Ostatnio edytowane przez krowka1978 ; 29-08-2021 o 16:08
Z racji tego, że 1.0 T ma 5 biegową skrzynię to 6-tki nie wrzucę, ale na 5-tkę wrzucam dopiero przy ok.65-70 km gdy obroty na czwórce przekroczą 2tys. Ogólnie to kierując się tymi podpowiedziami zmiany biegów z wyświetlacza nawet na płaskim czuć lekkie ,,duszenie'' silnika, więc wolę tego gazu trochę więcej dodać do zmiany.
Właśnie o to chodzi, żeby nie dusić silnika na wolnych obrotach.
Z drugiej strony to każdy robi co chce, bo to jego sprawa i kasa.
Zaoszczędzi kilka zł na wajchę a wyda na mechanika - równowaga w naturze musi być
Czy udało Ci się ustalić jaka jest przyczyna?
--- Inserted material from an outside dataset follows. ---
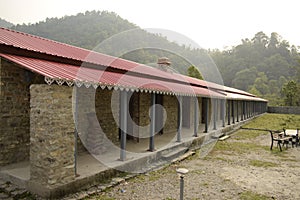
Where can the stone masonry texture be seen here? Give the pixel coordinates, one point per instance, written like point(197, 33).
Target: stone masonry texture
point(14, 112)
point(51, 135)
U mnie jest to samo. Natomiast w Astrze H, którą użytkuję od prawie 10 lat jest podobnie podczas wypalania DPF lub włączonej klimatyzacji i jest to w mojej opinii kwestia zwiększonej dawki paliwa. Auto podobnie jak Tipo zachowuje się nerwowo przy dodawaniu i odejmowaniu gazu. W Tipo 1.0 przejechałem dopiero niespełna 500KM i będę dalej obserwował.